Viele Ägypter stellen knapp zehn Monaten nach dem historischen
Aufstand auf dem Tahrir-Platz in Kairo mit Ernüchterung fest, dass
ihre Revolution, für die sie im Westen bewundert wurden, vielleicht
nur eine Mogelpackung war. Denn vor allem nach der jüngsten blutigen
Konfrontation zwischen christlichen Demonstranten und Soldaten fragen
sie, ob das alte Regime nicht doch noch lebt und ob das Militär die
Macht nach einer Wahl tatsächlich abgeben wird. Und wenn ja: werden
die Islamisten im Fall ihres Sieges dann wirklich jene Freiheiten
dulden, die sie jetzt noch versprechen.
Doch nicht nur in Ägypten, auch in Tunesien, wo morgen eine neue
Nationalversammlung gewählt werden soll, ist die Zukunft ungewiss.
Auch dort müssen radikale Islamisten, gemäßigt Religiöse und
weltliche Politiker erst einmal einen politischen Konsens finden.
Dieser ist in Tunesien noch eher vorstellbar als in Libyen. Der
ölreiche Wüstenstaat ist zerrissen in Clans und Stämme, teils pro-,
teils scharf anti-westlich, und seine Menschen sind bis an die Zähne
bewaffnet. Geeint hat sie der Hass auf das Gaddafi-Regime. Und diese
Klammer ist jetzt weg.
Die größte Gefahr in Libyen, Tunesiern und Ägypten, aber auch in
Ländern wie Syrien und Jemen, in denen noch gekämpft und gelitten
wird, geht aber nicht von mangelnden demokratischen Strukturen aus,
sondern von der bitteren Armut.
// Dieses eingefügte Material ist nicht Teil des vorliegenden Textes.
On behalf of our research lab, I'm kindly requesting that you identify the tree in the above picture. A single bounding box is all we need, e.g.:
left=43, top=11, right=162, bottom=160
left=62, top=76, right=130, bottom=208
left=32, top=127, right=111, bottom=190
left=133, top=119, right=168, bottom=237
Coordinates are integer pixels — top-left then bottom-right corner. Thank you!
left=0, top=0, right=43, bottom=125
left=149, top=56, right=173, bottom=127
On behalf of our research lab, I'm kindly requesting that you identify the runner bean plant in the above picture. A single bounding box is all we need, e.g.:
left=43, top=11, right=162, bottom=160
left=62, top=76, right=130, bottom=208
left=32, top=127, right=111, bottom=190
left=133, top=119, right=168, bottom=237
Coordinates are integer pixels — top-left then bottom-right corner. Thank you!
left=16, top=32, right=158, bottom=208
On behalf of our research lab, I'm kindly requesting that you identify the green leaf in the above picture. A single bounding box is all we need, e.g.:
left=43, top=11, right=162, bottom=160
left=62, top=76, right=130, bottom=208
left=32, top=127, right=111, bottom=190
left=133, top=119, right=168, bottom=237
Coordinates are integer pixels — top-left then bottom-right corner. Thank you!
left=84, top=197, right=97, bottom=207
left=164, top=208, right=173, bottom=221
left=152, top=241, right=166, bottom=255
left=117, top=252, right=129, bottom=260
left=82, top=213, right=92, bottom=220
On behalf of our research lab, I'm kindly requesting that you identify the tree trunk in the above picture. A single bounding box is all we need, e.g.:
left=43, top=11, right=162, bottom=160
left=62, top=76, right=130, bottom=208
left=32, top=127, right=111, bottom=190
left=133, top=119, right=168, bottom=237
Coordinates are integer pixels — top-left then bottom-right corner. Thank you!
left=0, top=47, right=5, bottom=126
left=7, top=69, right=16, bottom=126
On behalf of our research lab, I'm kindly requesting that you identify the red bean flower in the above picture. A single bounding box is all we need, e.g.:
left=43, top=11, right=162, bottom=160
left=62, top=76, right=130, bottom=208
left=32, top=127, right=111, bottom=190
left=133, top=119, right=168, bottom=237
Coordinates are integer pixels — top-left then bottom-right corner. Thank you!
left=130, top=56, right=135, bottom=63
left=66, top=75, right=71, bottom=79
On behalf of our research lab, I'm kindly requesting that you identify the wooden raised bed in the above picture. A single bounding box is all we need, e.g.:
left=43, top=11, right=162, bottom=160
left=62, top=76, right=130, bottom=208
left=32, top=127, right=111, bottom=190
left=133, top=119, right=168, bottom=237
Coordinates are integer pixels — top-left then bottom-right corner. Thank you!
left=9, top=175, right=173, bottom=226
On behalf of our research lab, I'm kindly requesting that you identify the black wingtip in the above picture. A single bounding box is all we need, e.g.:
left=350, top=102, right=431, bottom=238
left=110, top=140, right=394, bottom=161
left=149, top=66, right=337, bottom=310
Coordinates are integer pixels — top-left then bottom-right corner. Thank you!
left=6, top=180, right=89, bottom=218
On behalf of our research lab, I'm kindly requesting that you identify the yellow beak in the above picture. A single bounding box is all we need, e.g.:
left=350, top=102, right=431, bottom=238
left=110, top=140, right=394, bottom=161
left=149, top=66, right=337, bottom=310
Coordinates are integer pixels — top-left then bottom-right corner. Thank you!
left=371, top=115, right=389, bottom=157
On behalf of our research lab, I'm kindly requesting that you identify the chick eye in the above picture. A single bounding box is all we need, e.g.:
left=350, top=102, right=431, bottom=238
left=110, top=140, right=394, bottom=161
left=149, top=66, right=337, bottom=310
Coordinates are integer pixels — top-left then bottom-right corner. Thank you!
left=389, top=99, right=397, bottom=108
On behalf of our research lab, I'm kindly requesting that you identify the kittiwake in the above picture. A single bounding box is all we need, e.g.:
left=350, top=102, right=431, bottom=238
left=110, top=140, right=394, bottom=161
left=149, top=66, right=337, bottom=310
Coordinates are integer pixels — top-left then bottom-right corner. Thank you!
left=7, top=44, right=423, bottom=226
In fast allen arabischen Ländern gibt
es viel zu wenig Arbeitsplätze für die rasch wachsende Bevölkerung.
Und mit den Revolutionen ist - vor allem in Ägypten und Tunesien -
der einzige florierende Wirtschaftszweig, der Tourismus,
zusammengebrochen. Die revolutionäre Euphorie verfliegt, Armut und
soziale Spannungen nehmen eher zu als ab.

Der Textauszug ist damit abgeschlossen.